Anyway some background - I have an 06 Cannondale cyclocross which I've put road wheels on for pavement duty. However the frame is one size too small (found this out from my bike fit guy), so I've been looking to add a road bike at my correct size.
My CX bike is fun and feels very stiff - great for power transfer, but sometimes I'm wishing I had a bit nicer ride as I start to pile on the miles, especially on the rough roads we have around here. I would say I'm an intermediate rider, I can hang with the the #2 group on local rides and generally I go for 30-40 mile rides. I hope to do a metric century this coming year.
I was thinking about a Synapse because I thought it would be a good contrast to my CX bike and be more plush. However I'm thinking about this Six 13 since the opportunity is here.

Could you maybe shed some light on my decision? Anyone have experience with all Alu vs the Six13 Alu/Carbon frame concerning ride and responsiveness?
The Six13 6 is an all Tiagra bike, would have liked 105 but my CX is all Tiagra + 105 RD and it works fine so this should be ok. 
I would probably put my Neuvation wheels on it instead of the stock Shimanos.
One thing I can't figure out (haven't seen the bike in person yet) is exactly what style BB it has. My CX has external cups ... I assume the Six13 is the same (ie they don't do square taper stuff anymore right?).
Also, it is the triple, which I don't need but it will work for now. Forsee any problems switching to a compact double later (ie are the shifters going to be okay with that)?
Sorry for some of the newbie questions I tend to just ride and not think about equipment too much until I get some wild idea about buying something again.... :idea: 

thanks...


----------



## gus68 (Oct 19, 2010)

What is you budget? 

Sounds like you want some upgrades and thed cheapest way for better components is to buy a complete bike.


----------



## turtleclimber (Oct 17, 2008)

Good point. I really am near the limit. Maybe could go up to $900.

I wasn't really thinking about another bike for another year or so... then I could maybe spend more. But this seems like it could work for me, and I could resolve my fit issues now. It's a compromise between what I would want (105 and compact double) vs what I need (a 60cm frame). An 08 six 13 5 would be good but I don't have a feel for what a used one would be.

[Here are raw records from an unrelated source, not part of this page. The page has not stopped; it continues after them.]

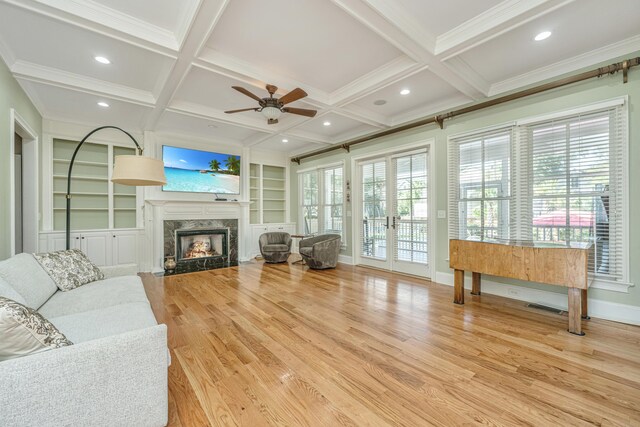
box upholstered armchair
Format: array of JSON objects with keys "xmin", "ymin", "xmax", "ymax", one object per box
[
  {"xmin": 258, "ymin": 231, "xmax": 291, "ymax": 263},
  {"xmin": 300, "ymin": 234, "xmax": 340, "ymax": 270}
]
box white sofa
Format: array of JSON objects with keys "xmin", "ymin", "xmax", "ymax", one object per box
[{"xmin": 0, "ymin": 254, "xmax": 169, "ymax": 426}]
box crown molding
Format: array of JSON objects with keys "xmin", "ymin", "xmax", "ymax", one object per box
[
  {"xmin": 489, "ymin": 35, "xmax": 640, "ymax": 96},
  {"xmin": 16, "ymin": 79, "xmax": 49, "ymax": 117},
  {"xmin": 0, "ymin": 33, "xmax": 16, "ymax": 68},
  {"xmin": 11, "ymin": 61, "xmax": 156, "ymax": 107},
  {"xmin": 25, "ymin": 0, "xmax": 179, "ymax": 52},
  {"xmin": 435, "ymin": 0, "xmax": 574, "ymax": 57}
]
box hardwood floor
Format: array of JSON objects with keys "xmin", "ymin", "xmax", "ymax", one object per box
[{"xmin": 143, "ymin": 262, "xmax": 640, "ymax": 427}]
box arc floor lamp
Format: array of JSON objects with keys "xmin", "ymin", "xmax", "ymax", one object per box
[{"xmin": 66, "ymin": 126, "xmax": 167, "ymax": 249}]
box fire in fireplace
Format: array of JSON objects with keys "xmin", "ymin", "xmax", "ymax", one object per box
[{"xmin": 176, "ymin": 228, "xmax": 229, "ymax": 261}]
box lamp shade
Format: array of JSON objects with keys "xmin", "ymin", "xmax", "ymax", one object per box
[{"xmin": 111, "ymin": 156, "xmax": 167, "ymax": 186}]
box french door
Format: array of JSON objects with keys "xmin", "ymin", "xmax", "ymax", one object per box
[{"xmin": 357, "ymin": 148, "xmax": 431, "ymax": 277}]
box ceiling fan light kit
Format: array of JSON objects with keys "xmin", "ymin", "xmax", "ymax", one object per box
[{"xmin": 225, "ymin": 84, "xmax": 318, "ymax": 125}]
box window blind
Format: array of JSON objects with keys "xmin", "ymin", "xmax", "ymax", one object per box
[
  {"xmin": 449, "ymin": 127, "xmax": 513, "ymax": 239},
  {"xmin": 512, "ymin": 105, "xmax": 627, "ymax": 280},
  {"xmin": 449, "ymin": 102, "xmax": 628, "ymax": 281}
]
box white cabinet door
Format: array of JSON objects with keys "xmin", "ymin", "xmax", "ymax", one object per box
[
  {"xmin": 80, "ymin": 231, "xmax": 111, "ymax": 267},
  {"xmin": 111, "ymin": 231, "xmax": 138, "ymax": 265}
]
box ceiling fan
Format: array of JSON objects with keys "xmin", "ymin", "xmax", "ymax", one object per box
[{"xmin": 225, "ymin": 85, "xmax": 317, "ymax": 125}]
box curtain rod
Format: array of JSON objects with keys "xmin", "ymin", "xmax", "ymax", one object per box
[{"xmin": 291, "ymin": 57, "xmax": 640, "ymax": 164}]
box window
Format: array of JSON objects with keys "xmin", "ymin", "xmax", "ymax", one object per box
[
  {"xmin": 449, "ymin": 100, "xmax": 628, "ymax": 281},
  {"xmin": 299, "ymin": 165, "xmax": 344, "ymax": 235},
  {"xmin": 449, "ymin": 128, "xmax": 512, "ymax": 239}
]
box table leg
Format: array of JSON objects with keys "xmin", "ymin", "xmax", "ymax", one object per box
[
  {"xmin": 453, "ymin": 270, "xmax": 464, "ymax": 304},
  {"xmin": 580, "ymin": 289, "xmax": 591, "ymax": 319},
  {"xmin": 569, "ymin": 288, "xmax": 584, "ymax": 335},
  {"xmin": 471, "ymin": 272, "xmax": 480, "ymax": 295}
]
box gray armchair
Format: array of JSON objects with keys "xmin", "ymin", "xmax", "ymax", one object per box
[
  {"xmin": 258, "ymin": 231, "xmax": 291, "ymax": 263},
  {"xmin": 300, "ymin": 234, "xmax": 340, "ymax": 270}
]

What I need to do is ride it. Hopefully that will help the decision.


----------



## Mahatma Kane (Oct 25, 2005)

I have been riding a 08 Six13 for about a year. I bought the slightly used frame on Ebay for $450 and built it up with Dura-Ace 7800. I came from riding a Look KG96, which was a great bike that I rode for 18 years before it was destroyed in a collision with a car. 
The Six13 is an astoundingly comfortable bike that is also very responsive, I was initially startled by how great it responds to hard efforts, it really feels like the power is getting to the rear wheel when you jump on it. But it is also very comfortable for the long rides.


----------



## gus68 (Oct 19, 2010)

I had an '05 six13. It rode well, the little bit of carbon simply dampens the road, its still very responsive. The $700 seems like a decent price, especially if you know how the guy treated it. Good luck.


----------